But there are drawbacks to raising your own perennial flowers from seed. The most obvious is that it takes more time and effort and if you only want a few plants of a particular variety you may not save much money. A few perennials, including delphiniums, can be tricky to raise from seed, while others such as granny’s bonnet (aquilegia) and sea-holly germinate erratically. A few perennials are slow to get going – some hellebores, for example, can take three or four years before they flower. You’ll also be unable to grow many of the better new varieties because they are simply not available as seed. But if you want an adventure then get sowing!
Sowing methods
The easiest way to sow most perennials is direct outside in a seedbed or in the border in their final flowering position. But you will usually get better results sowing in pots or trays, potting up the resulting seedlings and planting out as sturdy plants. This is the best method with tricky varieties that have tiny seeds, or which germinate erratically or take a long time to germinate. Don’t be impatient. Because perennials generally take longer to germinate than annuals you may not see anything emerging for a month or more, then, up they will come in a rash. Seedlings from outdoor sowings will need thinning to achieve the correct spacing – any good-quality seedlings can be used to fill gaps or transplanted to flower elsewhere in the garden. You can also grow them in a row on the vegetable patch for their first year, setting them out about 20-30cm (8-12in) apart in the row and between rows. Then, in autumn, they can be transplanted to their ultimate flowering position.
Fast-track perennials
To get plants of flowering size in the first year you will have to start them early. Sow them now in 10cm (4in) pots or half seedtrays filled with fresh seed sowing compost, then place them in a heated propagator set at 10-15oC (50-60oF). Pot them up individually as soon as they are large enough to handle safely. Place the resulting plants in a cool greenhouse or cold frame, or under cloches in a sheltered part of the garden.

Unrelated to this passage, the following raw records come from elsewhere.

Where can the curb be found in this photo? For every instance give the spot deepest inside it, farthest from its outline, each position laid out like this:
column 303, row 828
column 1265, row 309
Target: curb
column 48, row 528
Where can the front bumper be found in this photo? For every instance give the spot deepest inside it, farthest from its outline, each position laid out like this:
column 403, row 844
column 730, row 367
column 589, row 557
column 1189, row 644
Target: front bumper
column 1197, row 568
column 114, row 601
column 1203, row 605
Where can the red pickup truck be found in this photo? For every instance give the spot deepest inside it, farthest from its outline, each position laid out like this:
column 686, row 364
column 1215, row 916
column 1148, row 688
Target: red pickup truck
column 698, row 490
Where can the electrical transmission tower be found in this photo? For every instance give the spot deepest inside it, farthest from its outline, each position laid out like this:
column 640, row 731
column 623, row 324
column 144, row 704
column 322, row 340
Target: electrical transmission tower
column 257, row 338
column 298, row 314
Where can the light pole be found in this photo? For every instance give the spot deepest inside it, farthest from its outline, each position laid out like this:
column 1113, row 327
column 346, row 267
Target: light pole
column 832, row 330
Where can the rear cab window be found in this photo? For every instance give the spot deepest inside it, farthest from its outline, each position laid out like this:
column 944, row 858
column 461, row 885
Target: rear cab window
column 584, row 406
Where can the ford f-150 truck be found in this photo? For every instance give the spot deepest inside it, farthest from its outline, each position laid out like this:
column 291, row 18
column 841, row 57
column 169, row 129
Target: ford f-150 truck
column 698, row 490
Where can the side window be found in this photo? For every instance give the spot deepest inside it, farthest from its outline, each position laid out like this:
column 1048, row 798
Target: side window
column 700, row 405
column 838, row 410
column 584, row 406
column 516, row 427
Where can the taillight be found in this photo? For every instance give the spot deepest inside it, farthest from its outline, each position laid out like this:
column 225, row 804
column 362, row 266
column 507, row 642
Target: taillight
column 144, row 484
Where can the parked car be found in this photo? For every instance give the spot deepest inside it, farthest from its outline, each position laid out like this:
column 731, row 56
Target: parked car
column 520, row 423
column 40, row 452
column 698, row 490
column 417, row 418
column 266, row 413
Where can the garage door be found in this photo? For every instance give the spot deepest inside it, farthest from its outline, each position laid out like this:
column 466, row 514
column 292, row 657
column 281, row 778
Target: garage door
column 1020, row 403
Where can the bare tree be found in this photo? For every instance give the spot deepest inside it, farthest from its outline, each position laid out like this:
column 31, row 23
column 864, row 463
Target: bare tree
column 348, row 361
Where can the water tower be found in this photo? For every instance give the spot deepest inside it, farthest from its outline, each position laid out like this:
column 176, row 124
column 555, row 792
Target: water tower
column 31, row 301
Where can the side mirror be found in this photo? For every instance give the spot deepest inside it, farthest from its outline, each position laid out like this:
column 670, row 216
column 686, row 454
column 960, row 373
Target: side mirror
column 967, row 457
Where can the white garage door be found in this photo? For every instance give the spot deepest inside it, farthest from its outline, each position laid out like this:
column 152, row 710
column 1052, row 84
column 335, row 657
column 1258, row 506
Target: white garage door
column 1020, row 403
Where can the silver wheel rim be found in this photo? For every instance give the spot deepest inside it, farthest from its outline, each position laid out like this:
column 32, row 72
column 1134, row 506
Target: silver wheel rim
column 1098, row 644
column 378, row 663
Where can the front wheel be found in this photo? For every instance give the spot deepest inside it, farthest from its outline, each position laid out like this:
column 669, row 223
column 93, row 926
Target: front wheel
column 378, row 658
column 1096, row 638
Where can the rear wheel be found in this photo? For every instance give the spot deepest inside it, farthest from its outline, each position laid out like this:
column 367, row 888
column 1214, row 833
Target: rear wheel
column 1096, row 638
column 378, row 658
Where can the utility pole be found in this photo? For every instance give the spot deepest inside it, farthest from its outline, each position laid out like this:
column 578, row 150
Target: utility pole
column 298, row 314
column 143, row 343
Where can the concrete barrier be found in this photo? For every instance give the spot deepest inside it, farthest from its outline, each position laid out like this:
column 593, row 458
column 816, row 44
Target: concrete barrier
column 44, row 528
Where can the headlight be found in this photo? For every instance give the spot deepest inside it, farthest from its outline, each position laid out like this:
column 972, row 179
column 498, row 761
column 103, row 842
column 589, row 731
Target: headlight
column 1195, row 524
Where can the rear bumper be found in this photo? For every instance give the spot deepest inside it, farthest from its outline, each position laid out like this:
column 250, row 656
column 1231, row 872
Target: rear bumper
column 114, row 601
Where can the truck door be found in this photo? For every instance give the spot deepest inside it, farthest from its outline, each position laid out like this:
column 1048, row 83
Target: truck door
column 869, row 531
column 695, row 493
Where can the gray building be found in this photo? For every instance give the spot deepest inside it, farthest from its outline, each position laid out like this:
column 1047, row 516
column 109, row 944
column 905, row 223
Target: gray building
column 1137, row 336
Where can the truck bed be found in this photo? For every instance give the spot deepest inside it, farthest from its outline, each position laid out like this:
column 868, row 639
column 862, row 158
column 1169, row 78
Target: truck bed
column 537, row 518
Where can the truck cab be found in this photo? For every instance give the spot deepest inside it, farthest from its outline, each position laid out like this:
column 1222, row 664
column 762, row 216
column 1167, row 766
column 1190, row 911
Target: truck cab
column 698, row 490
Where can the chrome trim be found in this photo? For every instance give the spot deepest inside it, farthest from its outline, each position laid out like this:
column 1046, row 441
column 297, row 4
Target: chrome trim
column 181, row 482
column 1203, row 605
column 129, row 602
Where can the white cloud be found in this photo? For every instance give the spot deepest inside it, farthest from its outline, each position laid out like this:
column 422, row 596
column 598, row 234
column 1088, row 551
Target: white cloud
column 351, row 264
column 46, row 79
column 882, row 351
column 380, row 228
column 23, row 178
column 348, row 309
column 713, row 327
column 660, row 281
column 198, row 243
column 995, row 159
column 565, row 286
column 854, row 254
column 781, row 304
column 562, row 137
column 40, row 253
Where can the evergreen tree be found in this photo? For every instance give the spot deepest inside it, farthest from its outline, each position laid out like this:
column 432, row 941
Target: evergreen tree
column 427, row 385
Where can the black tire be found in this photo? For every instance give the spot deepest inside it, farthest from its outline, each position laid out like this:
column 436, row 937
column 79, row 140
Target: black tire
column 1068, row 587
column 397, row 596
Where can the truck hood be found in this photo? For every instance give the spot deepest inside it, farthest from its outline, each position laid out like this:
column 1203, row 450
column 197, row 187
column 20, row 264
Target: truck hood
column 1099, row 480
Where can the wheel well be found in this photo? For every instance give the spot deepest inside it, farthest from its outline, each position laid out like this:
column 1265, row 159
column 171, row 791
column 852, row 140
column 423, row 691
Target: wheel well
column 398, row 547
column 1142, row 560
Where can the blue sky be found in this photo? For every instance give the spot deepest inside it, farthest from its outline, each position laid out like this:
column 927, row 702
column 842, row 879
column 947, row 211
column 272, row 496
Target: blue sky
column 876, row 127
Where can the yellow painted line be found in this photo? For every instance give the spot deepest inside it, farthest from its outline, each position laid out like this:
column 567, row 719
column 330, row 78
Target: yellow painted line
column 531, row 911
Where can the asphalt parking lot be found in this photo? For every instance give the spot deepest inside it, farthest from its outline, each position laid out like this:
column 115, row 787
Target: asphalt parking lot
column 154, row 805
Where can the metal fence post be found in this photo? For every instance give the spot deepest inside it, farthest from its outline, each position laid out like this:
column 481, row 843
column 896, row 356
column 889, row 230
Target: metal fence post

The plants can then be planted out into well-prepared soil during late April or early May.
Perennials to sow now
(to flower this year): baby’s breath (Gypsophila paniculata); bellflower (Campanula persicifolia); coreopsis (Coreopsis grandiflora); cupid’s dart (Catananche caerulea); hollyhock (Alcaea rosea); lupin (Lupinus polyphyllus - look for single colours); penstemon (Penstemon x gloxinioides); red-hot poker (Kniphofia); and yarrow (Achillea millefolium or A. filipendula, but not hybrids).
Perennials to sow by the end of March
bears breech (Acanthus mollis); delphinium (such as ‘Dwarf Pacific Mixed’); heuchera (Heuchera sanguinea); incarvillea (Incarvillea delavayi); peruvian lily (Alstroemeria – look for ‘Ligtu Hybrids’); and maltese cross (Lychnis chalcedonica).
Perennials to sow by the end of April
anchusa (Anchusa azurea); blanket flower (Gaillardia aristata); blazing star (Liatris spicata); columbine (Aquilegia vulgaris, look for the ‘McKana Hybids’); fleabane (Erigeron speciosus); geum (Geum chiloense); globe thistle (Echinops ritro); granny’s bonnet (Aquilegia vulgaris); purple mullein (Verbascum phoeniceum); sea-holly (Eryngium); and shasta daisy (Chrysanthemum maximum).